Gudrun, absorbed in a stupor of apprehension of surging water-plants, sat
crouched on the shoal, drawing, not looking up for a long time, and then staring
unconsciously, absorbedly at the rigid, naked, succulent stems. Her feet were
bare, her hat lay on the bank opposite.
She started out of her trance, hearing the knocking of oars. She looked
round. There was a boat with a gaudy Japanese parasol, and a man in white,
rowing. The woman was Hermione, and the man was Gerald. She knew it instantly.
And instantly she perished in the keen frisson of anticipation, an
electric vibration in her veins, intense, much more intense than that which was
always humming low in the atmosphere of Beldover.
Gerald was her escape from the heavy slough of the pale, underworld,
automatic colliers. He started out of the mud. He was master. She saw his back,
the movement of his white loins. But not that it was the whiteness he seemed
to enclose as he bent forwards, rowing. He seemed to stoop to something. His
glistening, whitish hair seemed like the electricity of the sky.

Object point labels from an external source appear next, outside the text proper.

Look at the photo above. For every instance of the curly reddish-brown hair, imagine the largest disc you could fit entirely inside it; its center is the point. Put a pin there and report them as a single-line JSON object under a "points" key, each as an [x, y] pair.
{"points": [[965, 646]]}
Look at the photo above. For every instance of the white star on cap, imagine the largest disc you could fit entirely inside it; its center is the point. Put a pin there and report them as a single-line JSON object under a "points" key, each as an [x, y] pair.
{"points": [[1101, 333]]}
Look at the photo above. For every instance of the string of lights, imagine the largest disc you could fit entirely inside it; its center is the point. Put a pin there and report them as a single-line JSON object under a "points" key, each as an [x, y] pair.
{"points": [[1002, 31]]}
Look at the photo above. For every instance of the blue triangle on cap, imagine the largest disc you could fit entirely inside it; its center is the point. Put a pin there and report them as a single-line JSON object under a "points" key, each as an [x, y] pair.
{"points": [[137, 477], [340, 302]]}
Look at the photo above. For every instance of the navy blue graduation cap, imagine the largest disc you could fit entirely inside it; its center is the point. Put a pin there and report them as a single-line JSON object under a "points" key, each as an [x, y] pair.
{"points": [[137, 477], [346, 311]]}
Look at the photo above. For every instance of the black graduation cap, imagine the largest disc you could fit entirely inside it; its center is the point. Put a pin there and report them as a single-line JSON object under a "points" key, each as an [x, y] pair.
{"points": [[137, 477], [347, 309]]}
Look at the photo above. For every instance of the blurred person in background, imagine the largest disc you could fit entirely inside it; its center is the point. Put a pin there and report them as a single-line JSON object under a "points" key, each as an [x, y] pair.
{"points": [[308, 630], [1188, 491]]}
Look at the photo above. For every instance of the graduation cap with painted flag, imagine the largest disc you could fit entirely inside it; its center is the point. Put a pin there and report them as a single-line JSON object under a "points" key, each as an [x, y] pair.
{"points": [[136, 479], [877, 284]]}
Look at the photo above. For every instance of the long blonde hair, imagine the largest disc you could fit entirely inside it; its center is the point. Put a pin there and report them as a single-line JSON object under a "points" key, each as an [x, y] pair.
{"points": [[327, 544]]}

`There's Gudrun,' came Hermione's voice floating distinct over the water. `We
will go and speak to her. Do you mind?'
Gerald looked round and saw the girl standing by the water's edge, looking at
him. He pulled the boat towards her, magnetically, without thinking of her. In
his world, his conscious world, she was still nobody. He knew that Hermione had
a curious pleasure in treading down all the social differences, at least
apparently, and he left it to her.
`How do you do, Gudrun?' sang Hermione, using the Christian name in the
fashionable manner. `What are you doing?'
`How do you do, Hermione? I was sketching.'
`Were you?' The boat drifted nearer, till the keel ground on the bank. `May
we see? I should like to so much.'
It was no use resisting Hermione's deliberate intention.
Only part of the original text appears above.